Almost a hundred years ago, Stravinsky defibrillated classical music. He shocked it back to life, saving it from the deathly grasp of romanticism. And in a more literal sense, he gave it back a strong pulse that shaped throbbing rhythmic patterns rather than melodic ones. Charles Dutoit, the legendary Swiss maestro who conducted the SF SymphonyThursday night, in a program that alternated on both sides of this defibrillation, favors a mellow approach. He won't impart a strong meter if it isn't there. This worked best in the 20th century pieces in his program: Both Stravinsky's post-rite of Spring Le chant du rossignol or Bartok's Concerto for Orchestra possess a more explicit rhythmic spine than the more lyrical Tchaikovsky Violin Concerto.

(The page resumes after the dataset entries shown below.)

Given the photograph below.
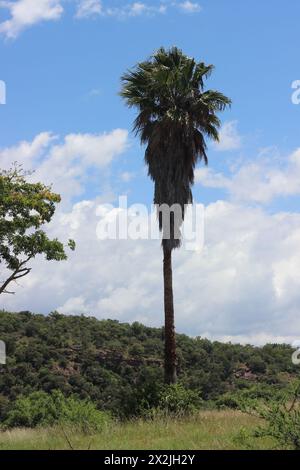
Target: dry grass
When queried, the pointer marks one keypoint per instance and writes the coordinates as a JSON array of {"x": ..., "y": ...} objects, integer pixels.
[{"x": 209, "y": 430}]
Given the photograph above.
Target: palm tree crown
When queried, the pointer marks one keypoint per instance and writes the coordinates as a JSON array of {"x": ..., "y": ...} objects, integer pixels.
[{"x": 175, "y": 116}]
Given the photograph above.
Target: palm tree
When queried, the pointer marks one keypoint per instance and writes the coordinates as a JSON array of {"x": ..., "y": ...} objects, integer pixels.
[{"x": 175, "y": 114}]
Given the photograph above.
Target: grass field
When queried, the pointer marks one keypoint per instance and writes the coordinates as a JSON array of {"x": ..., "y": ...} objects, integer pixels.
[{"x": 209, "y": 430}]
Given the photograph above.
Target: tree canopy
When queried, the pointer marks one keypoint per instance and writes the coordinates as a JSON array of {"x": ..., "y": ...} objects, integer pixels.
[{"x": 25, "y": 208}]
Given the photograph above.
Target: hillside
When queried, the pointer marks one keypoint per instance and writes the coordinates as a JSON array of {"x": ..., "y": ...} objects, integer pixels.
[{"x": 119, "y": 366}]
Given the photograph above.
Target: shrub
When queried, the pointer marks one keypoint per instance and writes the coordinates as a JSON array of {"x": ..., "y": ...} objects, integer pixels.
[
  {"x": 175, "y": 400},
  {"x": 42, "y": 409},
  {"x": 282, "y": 419}
]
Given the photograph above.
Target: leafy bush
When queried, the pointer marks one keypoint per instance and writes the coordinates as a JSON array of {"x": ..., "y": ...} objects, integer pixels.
[
  {"x": 42, "y": 409},
  {"x": 175, "y": 400},
  {"x": 282, "y": 418}
]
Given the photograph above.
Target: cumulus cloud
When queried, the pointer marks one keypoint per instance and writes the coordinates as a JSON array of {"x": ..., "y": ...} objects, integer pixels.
[
  {"x": 65, "y": 163},
  {"x": 251, "y": 260},
  {"x": 258, "y": 181},
  {"x": 229, "y": 137},
  {"x": 87, "y": 8},
  {"x": 190, "y": 7},
  {"x": 26, "y": 13}
]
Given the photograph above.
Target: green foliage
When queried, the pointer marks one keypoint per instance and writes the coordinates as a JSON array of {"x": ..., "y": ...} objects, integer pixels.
[
  {"x": 119, "y": 367},
  {"x": 282, "y": 418},
  {"x": 43, "y": 409},
  {"x": 24, "y": 209},
  {"x": 178, "y": 401},
  {"x": 175, "y": 115}
]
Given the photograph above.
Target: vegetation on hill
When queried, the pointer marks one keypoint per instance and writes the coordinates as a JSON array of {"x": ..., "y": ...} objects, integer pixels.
[{"x": 119, "y": 367}]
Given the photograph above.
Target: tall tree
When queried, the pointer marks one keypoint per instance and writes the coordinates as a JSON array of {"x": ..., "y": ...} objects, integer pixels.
[
  {"x": 24, "y": 208},
  {"x": 175, "y": 115}
]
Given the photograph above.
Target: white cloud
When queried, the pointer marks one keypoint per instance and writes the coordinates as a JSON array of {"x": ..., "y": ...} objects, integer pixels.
[
  {"x": 127, "y": 176},
  {"x": 87, "y": 8},
  {"x": 258, "y": 181},
  {"x": 251, "y": 260},
  {"x": 26, "y": 13},
  {"x": 229, "y": 137},
  {"x": 65, "y": 163},
  {"x": 190, "y": 7},
  {"x": 135, "y": 9}
]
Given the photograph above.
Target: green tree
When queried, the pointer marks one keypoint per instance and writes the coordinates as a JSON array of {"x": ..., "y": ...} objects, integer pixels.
[
  {"x": 24, "y": 208},
  {"x": 175, "y": 114}
]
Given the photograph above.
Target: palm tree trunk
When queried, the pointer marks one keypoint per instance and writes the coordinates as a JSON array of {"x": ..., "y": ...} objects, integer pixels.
[{"x": 170, "y": 341}]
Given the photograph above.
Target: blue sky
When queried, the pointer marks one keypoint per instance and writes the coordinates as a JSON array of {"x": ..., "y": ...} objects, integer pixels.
[{"x": 62, "y": 61}]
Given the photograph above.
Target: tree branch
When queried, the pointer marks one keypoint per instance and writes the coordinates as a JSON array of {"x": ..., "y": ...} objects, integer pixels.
[{"x": 17, "y": 274}]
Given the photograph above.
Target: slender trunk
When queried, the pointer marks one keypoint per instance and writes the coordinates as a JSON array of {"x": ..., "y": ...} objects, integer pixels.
[{"x": 170, "y": 341}]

There, Dutoit's slower pace seemed to muddle things a bit, despite an eloquent performance by the young soloist Arabella Steinbacher. Steinbacher enters both outer movement of the concerto on a languorous lower string, delivering a rich, breathy, almost viscous sound. That's where her big tone and unadorned violin voice sings at its best. The concerto was most definitely pleasant -- Tchaikovsky lush melodies orchestrated over a vigorous brass polonaise will ensure that -- but needed a little kick.